Quando Donald Trump ha annunciato il cessate il fuoco, migliaia di palestinesi hanno espresso la loro gioia, anche se relativa. “La gioia era totale in tutta la Striscia di Gaza, ma è calata molto quando hanno annunciato che il cessate il fuoco non sarebbe iniziato prima di domenica. Sappiamo come vanno a finire le cose con Israele prima di una tregua, con un’intensificazione dei bombardamenti. I sopravvissuti a questo genocidio sono ancora dei sopravvissuti. Nessuno vuole morire all’ultimo minuto”, dice il giornalista palestinese Rami Abou Jamous nel gruppo WhatsApp ‘Gaza Vie’ che condivide con circa duecento giornalisti e umanitari francofoni e che apre ogni giorno con un ‘Salut les amis, toujours vivant’.
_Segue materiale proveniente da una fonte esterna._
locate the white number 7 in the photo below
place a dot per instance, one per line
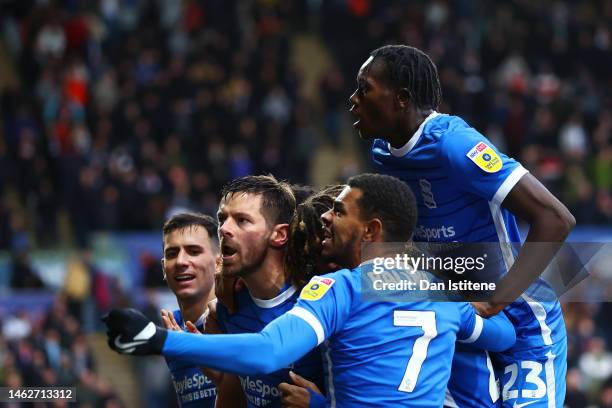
(427, 321)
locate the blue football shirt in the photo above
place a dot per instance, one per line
(192, 387)
(460, 180)
(384, 353)
(252, 316)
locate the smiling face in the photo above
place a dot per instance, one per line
(243, 234)
(343, 229)
(373, 104)
(189, 263)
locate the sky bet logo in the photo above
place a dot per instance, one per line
(435, 233)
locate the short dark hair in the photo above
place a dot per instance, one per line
(389, 199)
(278, 201)
(301, 192)
(192, 219)
(410, 68)
(306, 234)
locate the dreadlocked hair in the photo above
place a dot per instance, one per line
(410, 68)
(306, 233)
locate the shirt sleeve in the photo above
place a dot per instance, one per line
(282, 342)
(325, 304)
(478, 167)
(495, 334)
(222, 315)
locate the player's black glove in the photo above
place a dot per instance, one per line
(131, 332)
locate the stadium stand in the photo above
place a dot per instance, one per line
(115, 114)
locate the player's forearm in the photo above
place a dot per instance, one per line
(545, 237)
(282, 342)
(550, 222)
(229, 393)
(497, 334)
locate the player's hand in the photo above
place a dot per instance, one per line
(226, 288)
(212, 325)
(297, 396)
(168, 321)
(131, 332)
(489, 309)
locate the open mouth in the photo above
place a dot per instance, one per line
(327, 236)
(227, 251)
(184, 278)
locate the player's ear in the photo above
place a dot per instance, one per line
(373, 231)
(280, 235)
(403, 98)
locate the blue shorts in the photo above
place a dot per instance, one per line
(532, 373)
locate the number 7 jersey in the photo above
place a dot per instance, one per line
(388, 353)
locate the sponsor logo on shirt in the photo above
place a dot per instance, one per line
(434, 233)
(259, 387)
(196, 381)
(316, 288)
(485, 157)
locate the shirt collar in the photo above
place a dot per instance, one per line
(402, 151)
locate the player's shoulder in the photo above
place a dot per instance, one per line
(178, 317)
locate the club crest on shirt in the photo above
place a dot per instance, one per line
(316, 288)
(485, 157)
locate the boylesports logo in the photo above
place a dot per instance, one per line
(435, 233)
(259, 387)
(187, 384)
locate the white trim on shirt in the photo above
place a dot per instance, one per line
(270, 303)
(311, 320)
(508, 184)
(478, 323)
(413, 140)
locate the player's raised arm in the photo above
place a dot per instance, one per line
(494, 334)
(282, 342)
(549, 221)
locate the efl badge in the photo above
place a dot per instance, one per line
(485, 158)
(316, 288)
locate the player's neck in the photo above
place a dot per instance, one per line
(191, 311)
(408, 127)
(267, 281)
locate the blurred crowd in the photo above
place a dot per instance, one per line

Nei giorni scorsi, mentre l’accordo diventava più chiaro, Israele, sostenendo di voler colpire i combattenti di Hamas, ha effettuato diversi bombardamenti mortali nell’enclave che hanno ucciso decine di persone. Tra loro c’era un giornalista, Aqel Hussein Salah, preso di mira mercoledì mentre si trovava nel campo profughi di Al-Shati, a ovest di Gaza City. Un altro.

In quindici mesi, l’esercito israeliano ha ucciso più di 150 giornalisti palestinesi, di cui almeno 41 nel corso del loro lavoro, ha dichiarato Reporter senza frontiere in un comunicato stampa. E ha aggiunto: “Il cessate il fuoco deve permettere ai giornalisti di accedere al territorio. Dal 7 ottobre, la stampa internazionale è stata bandita da Gaza da Israele. Non era mai successo prima.